C’est le 11 mars 2022, la veille de mes 22 ans, 22 h 50. J’ouvre frénétiquement le premier courriel reçu d’une de mes demandes d’admission aux études supérieures : refus. Sept autres lettres de refus seront reçues dans les semaines suivantes.

J’ai passé trois ans à me débattre pour maintenir une haute moyenne, à me lever tôt pour aller travailler bénévolement dans un laboratoire, à multiplier les emplois pour multiplier mes heures en intervention, à faire de longues heures comme bénévole en prévention du suicide. Tout ça pour quoi ? Me faire refuser sur toute la ligne. C’est difficile d’expliquer à quel point c’est décourageant de se faire rejeter ainsi après avoir tout donné. J’ai eu l’impression de jouer à un jeu truqué d’avance, où mes chances de gagner étaient presque nulles dès le départ.

Pendant ce temps, j’entends partout : « Besoin criant de psychologues au Québec ! » On ne manque pas de gens voulant devenir psychologues au Québec. En trois ans, j’en ai côtoyé plein. Des étudiants brillants, motivés, dévoués, qui avaient et ont toujours le même rêve que moi... On frappe un mur immense en sortant du baccalauréat qui, ironiquement, a hautement nui à la santé mentale de plusieurs d’entre nous tellement la compétition était intense.

On se fait promettre pendant trois ans des carrières incroyables qui nous font rêver, pour se faire dire ensuite de considérer un plan B. « Au fond, la psychoéducation et la criminologie, ça ressemble un peu à ce que tu aimes, non ? »
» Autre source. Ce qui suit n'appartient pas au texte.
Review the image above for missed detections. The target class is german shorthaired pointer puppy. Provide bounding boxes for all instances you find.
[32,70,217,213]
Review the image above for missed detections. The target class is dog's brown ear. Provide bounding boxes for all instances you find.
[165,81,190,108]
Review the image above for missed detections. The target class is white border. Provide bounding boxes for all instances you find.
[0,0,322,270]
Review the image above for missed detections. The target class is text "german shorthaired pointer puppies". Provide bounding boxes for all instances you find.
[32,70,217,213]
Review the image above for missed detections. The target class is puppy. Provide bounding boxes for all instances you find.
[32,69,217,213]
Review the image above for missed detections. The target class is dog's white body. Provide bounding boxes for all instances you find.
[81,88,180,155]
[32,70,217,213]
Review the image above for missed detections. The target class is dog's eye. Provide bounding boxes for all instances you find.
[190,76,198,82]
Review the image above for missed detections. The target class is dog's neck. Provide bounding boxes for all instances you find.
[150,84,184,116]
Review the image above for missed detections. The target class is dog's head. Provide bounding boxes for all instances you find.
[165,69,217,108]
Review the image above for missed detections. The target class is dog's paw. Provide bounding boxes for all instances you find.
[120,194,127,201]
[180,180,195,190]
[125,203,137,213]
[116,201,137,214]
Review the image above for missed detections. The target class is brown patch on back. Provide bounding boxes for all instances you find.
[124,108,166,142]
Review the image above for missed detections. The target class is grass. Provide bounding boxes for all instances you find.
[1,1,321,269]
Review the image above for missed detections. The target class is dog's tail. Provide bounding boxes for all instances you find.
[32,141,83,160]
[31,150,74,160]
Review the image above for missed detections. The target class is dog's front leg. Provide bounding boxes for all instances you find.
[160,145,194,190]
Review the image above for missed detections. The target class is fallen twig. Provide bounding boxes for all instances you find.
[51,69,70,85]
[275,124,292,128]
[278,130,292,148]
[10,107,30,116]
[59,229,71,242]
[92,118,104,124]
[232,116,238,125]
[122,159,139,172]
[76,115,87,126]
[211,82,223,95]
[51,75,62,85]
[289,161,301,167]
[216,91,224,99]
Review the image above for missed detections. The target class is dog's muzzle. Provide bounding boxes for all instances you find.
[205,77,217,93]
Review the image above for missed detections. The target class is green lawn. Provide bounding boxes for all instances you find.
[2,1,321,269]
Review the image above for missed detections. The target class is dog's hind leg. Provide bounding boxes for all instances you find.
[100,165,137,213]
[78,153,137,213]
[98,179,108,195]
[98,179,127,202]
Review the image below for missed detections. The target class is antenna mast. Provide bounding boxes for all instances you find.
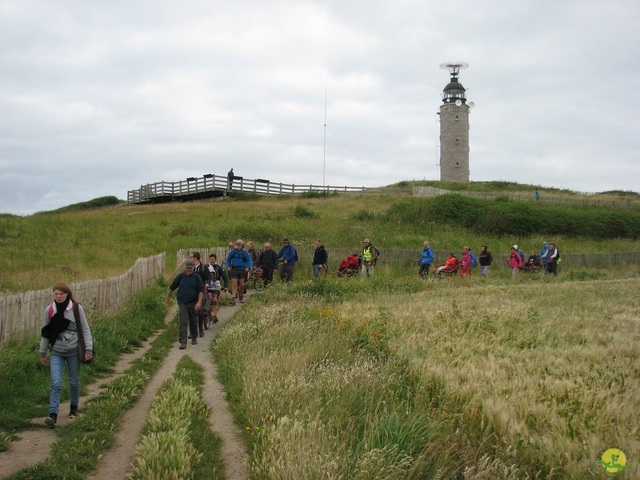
[323,89,327,186]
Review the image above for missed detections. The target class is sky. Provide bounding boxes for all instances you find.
[1,0,639,215]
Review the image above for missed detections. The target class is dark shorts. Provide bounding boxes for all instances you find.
[230,267,246,280]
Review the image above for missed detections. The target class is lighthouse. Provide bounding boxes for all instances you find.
[438,63,471,182]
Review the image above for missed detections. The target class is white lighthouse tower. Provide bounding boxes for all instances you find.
[438,62,472,182]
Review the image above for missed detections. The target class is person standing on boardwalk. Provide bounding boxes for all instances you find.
[166,260,204,349]
[277,238,298,282]
[40,282,93,427]
[418,240,434,278]
[227,168,235,190]
[226,239,252,303]
[311,239,328,279]
[478,245,493,278]
[361,238,377,278]
[257,242,278,286]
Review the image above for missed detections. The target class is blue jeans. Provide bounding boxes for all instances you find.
[49,353,80,414]
[312,264,323,279]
Pendant ce temps-là, je vois une société où le temps d’attente minimal pour un psychologue est de six mois au public. Je vois des taux de suicide élevés, des hôpitaux et des CLSC débordés par le nombre de cas en santé mentale.

Ça me fâche, ça me dépasse, parce que je suis impuissante face à un système construit contre moi, malgré mon souhait d’aider.

Je vois aussi un premier ministre qui imagine qu’en trois ans d’université on aura un beau psychologue tout neuf. M. Legault, multipliez ce chiffre par trois et vous aurez un psychologue. Et ça, c’est s’il réussit à passer à travers l’entonnoir d’admission au cycle supérieur en psychologie.

Je n’ai pas fait mon baccalauréat en psychologie dans le but d’obtenir une belle culture. Je n’ai jamais entendu un étudiant en génie ou en enseignement se faire dire que son baccalauréat pourrait lui donner une belle culture. On adore notre culture, mais on veut des emplois, des carrières, des occasions de se développer comme personnes et de changer la société dans laquelle on évolue.

Un jour, je serai psychologue, mais ce n’est pas demain la veille.